Active policy management

From Wikipedia, the free encyclopedia
Jump to navigation Jump to search

Active policy management is business-oriented enterprise software that provides an approach for efficiently and effectively addressing the many risks inherent in electronic communication. With the exponential growth in the use of electronic communication, many businesses are exposed to significant risks every day. These risks range from non-compliance with various regulations, to the leakage of intellectual property, and to inappropriate or offensive employee behavior. Active Policy Management enables a business to accurately detect the violations, to take the appropriate action (even blocking the message from being sent), and to quickly find and review the violation in order to address the situation, preventing further damage.

There are many channels of electronic communication including e-mail, Web-based e-mail, instant messaging, messages sent from a Bloomberg terminal, mobile e-mail sent from a handheld device such as a BlackBerry, general use of a web browser, ftp, file copying (e.g. memory sticks) and many others.

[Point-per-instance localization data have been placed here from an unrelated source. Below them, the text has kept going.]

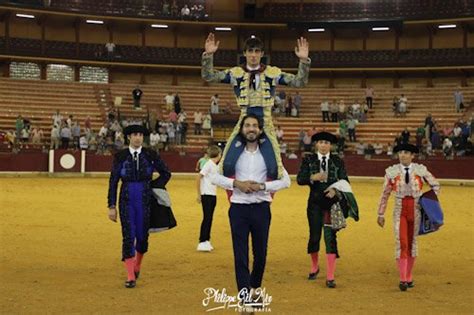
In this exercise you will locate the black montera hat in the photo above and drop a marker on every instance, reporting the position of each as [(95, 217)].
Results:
[(135, 129), (406, 147), (323, 135)]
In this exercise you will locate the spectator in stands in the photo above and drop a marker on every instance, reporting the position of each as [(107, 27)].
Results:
[(360, 148), (341, 145), (182, 116), (115, 127), (19, 125), (228, 108), (69, 121), (395, 106), (197, 122), (110, 49), (37, 135), (185, 12), (292, 155), (389, 150), (87, 123), (301, 135), (57, 118), (283, 148), (342, 110), (288, 105), (403, 105), (83, 143), (356, 110), (93, 144), (169, 101), (351, 129), (55, 136), (458, 100), (307, 142), (179, 133), (279, 133), (343, 128), (166, 9), (325, 110), (65, 136), (215, 104), (420, 135), (448, 149), (137, 95), (369, 151), (428, 126), (297, 101), (25, 135), (435, 138), (119, 140), (369, 94), (378, 147), (173, 118), (103, 130), (154, 140), (76, 134), (405, 136), (457, 130), (334, 110), (177, 103), (174, 8), (207, 124)]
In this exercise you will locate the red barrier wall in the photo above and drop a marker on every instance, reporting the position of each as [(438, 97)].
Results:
[(460, 168)]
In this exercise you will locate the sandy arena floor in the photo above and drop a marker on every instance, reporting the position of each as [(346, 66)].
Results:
[(60, 254)]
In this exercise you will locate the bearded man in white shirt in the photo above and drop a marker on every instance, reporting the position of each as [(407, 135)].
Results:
[(250, 200)]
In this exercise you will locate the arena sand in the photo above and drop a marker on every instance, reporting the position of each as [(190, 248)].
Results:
[(60, 254)]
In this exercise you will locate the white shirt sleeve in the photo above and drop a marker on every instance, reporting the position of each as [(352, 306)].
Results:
[(205, 169), (222, 181), (275, 185)]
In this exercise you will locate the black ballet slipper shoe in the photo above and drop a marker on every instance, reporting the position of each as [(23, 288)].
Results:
[(312, 275), (331, 284), (403, 286)]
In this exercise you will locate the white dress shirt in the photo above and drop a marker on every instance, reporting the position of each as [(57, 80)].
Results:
[(132, 151), (251, 166)]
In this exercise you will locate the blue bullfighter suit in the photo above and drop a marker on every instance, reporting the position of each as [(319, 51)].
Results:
[(135, 171), (255, 93)]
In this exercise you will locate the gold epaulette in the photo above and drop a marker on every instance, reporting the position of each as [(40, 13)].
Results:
[(272, 72), (237, 72)]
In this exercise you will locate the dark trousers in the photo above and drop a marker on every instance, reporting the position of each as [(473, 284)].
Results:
[(248, 219), (325, 116), (352, 137), (208, 205), (134, 217), (369, 102), (316, 226)]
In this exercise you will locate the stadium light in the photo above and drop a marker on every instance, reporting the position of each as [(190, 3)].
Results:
[(316, 29), (27, 16), (447, 26), (383, 28), (94, 22)]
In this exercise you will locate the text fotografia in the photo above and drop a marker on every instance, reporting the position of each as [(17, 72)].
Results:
[(255, 300)]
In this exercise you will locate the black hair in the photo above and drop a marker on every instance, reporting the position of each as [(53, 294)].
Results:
[(251, 115), (253, 43)]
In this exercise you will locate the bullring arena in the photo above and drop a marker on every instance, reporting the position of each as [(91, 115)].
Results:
[(76, 63)]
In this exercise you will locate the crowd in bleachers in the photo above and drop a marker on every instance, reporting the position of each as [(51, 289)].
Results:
[(384, 9), (226, 57)]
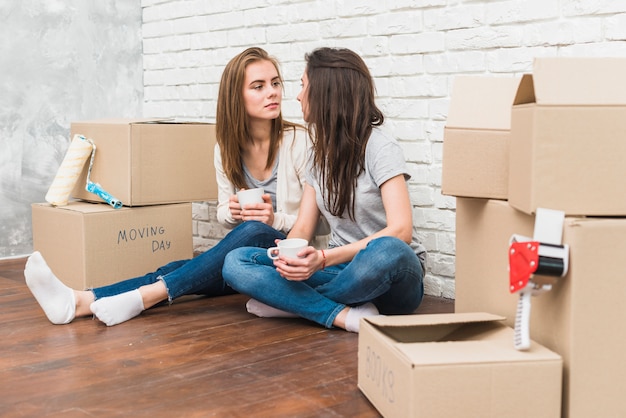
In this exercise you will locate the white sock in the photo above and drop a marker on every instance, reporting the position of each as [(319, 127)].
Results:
[(114, 310), (56, 299), (353, 318), (265, 311)]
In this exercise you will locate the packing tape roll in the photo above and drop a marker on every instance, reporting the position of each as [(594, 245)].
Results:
[(69, 171)]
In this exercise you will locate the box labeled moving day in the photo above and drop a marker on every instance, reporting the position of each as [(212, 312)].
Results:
[(89, 245), (568, 126), (455, 365), (580, 318), (149, 161), (476, 137)]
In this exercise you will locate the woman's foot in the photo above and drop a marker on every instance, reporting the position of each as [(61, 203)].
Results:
[(56, 299), (120, 308), (350, 318)]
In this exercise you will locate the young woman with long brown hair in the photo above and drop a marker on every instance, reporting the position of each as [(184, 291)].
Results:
[(357, 180)]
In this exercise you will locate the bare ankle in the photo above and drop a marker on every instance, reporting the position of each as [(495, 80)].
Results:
[(84, 298), (153, 293), (340, 319)]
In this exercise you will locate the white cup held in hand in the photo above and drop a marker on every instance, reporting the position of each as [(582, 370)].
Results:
[(249, 196), (289, 247)]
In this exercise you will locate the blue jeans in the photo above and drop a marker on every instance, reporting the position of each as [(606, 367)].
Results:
[(201, 275), (387, 272)]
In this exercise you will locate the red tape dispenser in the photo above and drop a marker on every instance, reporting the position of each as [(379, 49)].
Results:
[(532, 262)]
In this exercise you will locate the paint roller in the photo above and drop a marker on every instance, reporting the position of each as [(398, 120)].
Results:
[(69, 171)]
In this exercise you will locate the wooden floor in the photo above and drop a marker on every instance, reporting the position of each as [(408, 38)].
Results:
[(199, 357)]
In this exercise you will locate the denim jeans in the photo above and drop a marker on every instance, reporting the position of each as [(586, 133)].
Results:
[(387, 272), (201, 275)]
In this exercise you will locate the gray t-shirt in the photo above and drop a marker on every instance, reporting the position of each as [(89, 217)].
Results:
[(384, 160)]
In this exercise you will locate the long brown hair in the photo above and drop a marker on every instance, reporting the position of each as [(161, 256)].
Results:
[(232, 122), (341, 114)]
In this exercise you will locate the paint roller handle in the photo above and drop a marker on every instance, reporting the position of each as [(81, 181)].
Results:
[(96, 189)]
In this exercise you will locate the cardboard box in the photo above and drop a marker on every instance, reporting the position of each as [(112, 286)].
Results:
[(91, 244), (581, 318), (147, 161), (567, 137), (455, 365), (476, 137)]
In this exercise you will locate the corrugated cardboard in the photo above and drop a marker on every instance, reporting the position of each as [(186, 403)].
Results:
[(148, 161), (455, 365), (581, 318), (91, 244), (567, 137), (476, 137)]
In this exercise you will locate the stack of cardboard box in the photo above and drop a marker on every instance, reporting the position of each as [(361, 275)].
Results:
[(156, 168), (563, 151)]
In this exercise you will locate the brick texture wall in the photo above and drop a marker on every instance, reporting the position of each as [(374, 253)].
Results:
[(414, 49)]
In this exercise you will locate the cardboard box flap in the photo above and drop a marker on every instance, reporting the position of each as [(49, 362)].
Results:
[(579, 81), (434, 327), (473, 351), (480, 102), (118, 121), (84, 207), (177, 121)]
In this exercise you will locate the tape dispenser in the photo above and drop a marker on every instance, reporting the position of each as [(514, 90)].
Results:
[(535, 265)]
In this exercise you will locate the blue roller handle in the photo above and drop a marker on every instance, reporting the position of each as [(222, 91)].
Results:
[(103, 194)]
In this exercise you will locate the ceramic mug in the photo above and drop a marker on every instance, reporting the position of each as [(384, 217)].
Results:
[(249, 196), (289, 247)]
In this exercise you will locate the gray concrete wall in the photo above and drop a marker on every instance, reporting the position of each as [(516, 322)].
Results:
[(60, 61)]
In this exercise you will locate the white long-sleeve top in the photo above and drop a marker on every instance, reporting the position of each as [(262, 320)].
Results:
[(290, 181)]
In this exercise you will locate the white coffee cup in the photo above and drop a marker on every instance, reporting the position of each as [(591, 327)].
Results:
[(289, 247), (249, 196)]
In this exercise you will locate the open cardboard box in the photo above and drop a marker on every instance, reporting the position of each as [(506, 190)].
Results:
[(149, 161), (476, 137), (581, 318), (568, 143), (455, 365)]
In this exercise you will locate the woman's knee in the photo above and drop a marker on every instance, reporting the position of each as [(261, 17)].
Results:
[(392, 251)]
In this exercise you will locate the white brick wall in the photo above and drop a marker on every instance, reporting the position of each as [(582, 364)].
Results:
[(414, 49)]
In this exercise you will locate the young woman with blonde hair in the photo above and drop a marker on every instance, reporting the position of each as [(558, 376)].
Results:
[(255, 148), (357, 180)]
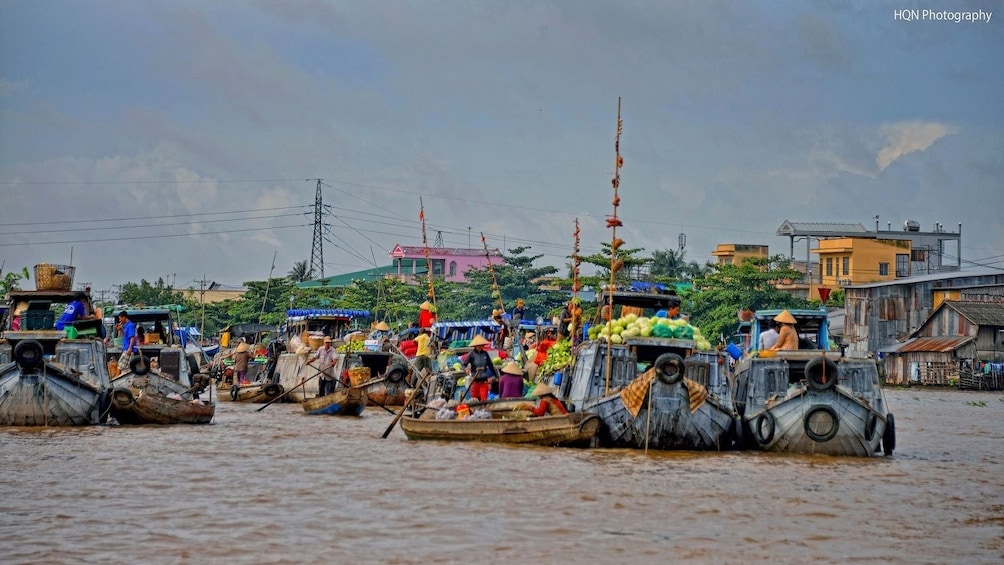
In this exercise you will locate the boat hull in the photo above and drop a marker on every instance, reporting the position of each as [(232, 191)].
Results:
[(573, 430), (49, 396), (342, 401), (149, 399)]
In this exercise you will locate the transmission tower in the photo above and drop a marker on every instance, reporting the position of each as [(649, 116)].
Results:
[(317, 250)]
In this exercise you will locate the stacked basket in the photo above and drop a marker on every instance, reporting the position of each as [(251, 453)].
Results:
[(53, 277)]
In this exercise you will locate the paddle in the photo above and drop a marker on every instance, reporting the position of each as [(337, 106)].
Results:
[(304, 381), (408, 401)]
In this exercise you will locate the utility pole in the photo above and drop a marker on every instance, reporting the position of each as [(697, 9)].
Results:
[(317, 249)]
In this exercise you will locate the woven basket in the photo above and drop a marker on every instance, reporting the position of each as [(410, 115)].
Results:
[(53, 277), (358, 375)]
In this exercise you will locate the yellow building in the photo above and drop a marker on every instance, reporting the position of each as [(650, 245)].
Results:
[(736, 253), (849, 261)]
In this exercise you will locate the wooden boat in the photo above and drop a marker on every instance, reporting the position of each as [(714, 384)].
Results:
[(811, 400), (572, 430), (660, 393), (45, 377), (258, 392), (155, 398), (343, 401)]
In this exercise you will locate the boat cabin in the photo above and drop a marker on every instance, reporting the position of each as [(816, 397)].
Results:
[(332, 322)]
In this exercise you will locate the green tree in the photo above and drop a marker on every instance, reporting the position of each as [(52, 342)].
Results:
[(720, 295)]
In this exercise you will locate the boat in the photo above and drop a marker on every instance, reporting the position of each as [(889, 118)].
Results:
[(153, 398), (813, 399), (162, 383), (643, 392), (349, 400), (49, 376), (571, 430)]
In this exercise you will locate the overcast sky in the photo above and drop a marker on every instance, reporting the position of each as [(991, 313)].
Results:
[(183, 139)]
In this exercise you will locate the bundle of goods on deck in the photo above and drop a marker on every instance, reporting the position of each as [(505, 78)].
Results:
[(657, 326)]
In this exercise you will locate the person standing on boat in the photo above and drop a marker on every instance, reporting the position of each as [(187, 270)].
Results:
[(769, 337), (325, 357), (511, 381), (130, 340), (478, 364), (549, 404), (423, 354), (787, 337), (242, 357)]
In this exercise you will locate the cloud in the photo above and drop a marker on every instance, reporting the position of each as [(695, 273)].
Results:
[(909, 136)]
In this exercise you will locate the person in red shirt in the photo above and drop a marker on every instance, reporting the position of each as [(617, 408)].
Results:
[(549, 404)]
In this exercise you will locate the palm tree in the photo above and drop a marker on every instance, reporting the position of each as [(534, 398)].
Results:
[(300, 272)]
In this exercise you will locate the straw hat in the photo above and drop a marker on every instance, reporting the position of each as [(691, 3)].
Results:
[(512, 368), (785, 317), (542, 389)]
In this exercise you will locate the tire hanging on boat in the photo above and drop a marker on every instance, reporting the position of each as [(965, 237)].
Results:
[(763, 437), (821, 373), (889, 437), (28, 354), (670, 368), (810, 417)]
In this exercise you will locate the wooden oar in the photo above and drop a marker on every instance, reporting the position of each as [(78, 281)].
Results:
[(304, 381), (408, 401)]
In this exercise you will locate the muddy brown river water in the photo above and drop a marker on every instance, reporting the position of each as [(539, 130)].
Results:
[(281, 487)]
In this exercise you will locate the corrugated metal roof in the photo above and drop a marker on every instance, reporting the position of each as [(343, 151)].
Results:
[(980, 313), (929, 344), (937, 277)]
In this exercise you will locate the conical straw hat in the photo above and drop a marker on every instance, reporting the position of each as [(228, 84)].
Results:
[(785, 317)]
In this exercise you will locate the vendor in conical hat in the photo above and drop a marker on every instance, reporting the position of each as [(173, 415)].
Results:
[(549, 404), (511, 381), (787, 337), (478, 364), (426, 315)]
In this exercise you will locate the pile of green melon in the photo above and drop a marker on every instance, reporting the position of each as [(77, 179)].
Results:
[(633, 325)]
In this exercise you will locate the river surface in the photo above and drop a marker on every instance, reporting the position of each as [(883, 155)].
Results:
[(280, 487)]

Electronic communication policy[edit]

The key to effective detection of violations in electronic communication is policy. Policy for electronic communication defines who can send what to whom, and, if a violation is detected, what action to take. A policy is designed to address a specific issue or risk. Examples include:

  • Certain reports cannot be sent externally without a proper disclaimer being present
  • Certain employees cannot communicate about a business matter with other employees
  • Documents intended for internal use only must not be sent to a recipient who is not a company employee

Policy can only be effective at identifying violations if it can understand the true intent of a message. Policies based only on a list of words or a lexicon generally cannot perform this task.

For any APM solution to be effective, it must have a proven technology to define and deploy accurate policy. And by “proven”, an interested party should inquire as to a particular solution’s successful installation at one or more customers.

Application areas[edit]

APM has three primary application areas. Real-Time Prevention, Intelligent Review, and Smart Tagging.

Real-Time Prevention can detect violations in electronic communication before a message has been sent (and before it has been delivered to an intended recipient). By doing this, a violation is prevented from having occurred. And, in the case where archive software is used, a message that has not been sent will not be ingested by an archive or be retrievable at a later date.

Intelligent Review can detect violations in electronic communication after a message has been sent. Intelligent Review also creates extremely targeted queues of messages that have a high likelihood of having violated an important corporate or regulatory policy. A reviewer or supervisor can easily access these relevant messages in order to thoroughly audit them. An audit can include flagging, exporting, approving, rejecting, and escalating a message.

Smart Tagging analyzes messages and assigns them to one or more categories. This categorization can be used for selective message archiving, to retain messages based on their content, and to enhance message retrieval for investigative purposes.

Industry relevance[edit]

Virtually all businesses use electronic communication and are exposed to the inherent risks therein. Certain businesses are exposed to more risks than others. Heavily regulated industries such as financial services have a very strong need for APM. Industries where companies have many of their intellectual property assets in digital form would benefit from protecting those assets with APM. Other industries that would benefit from using APM include those where companies are concerned with corporate behavior and governance and those that use archive software to store messages for long periods of time, often for at least 3 years.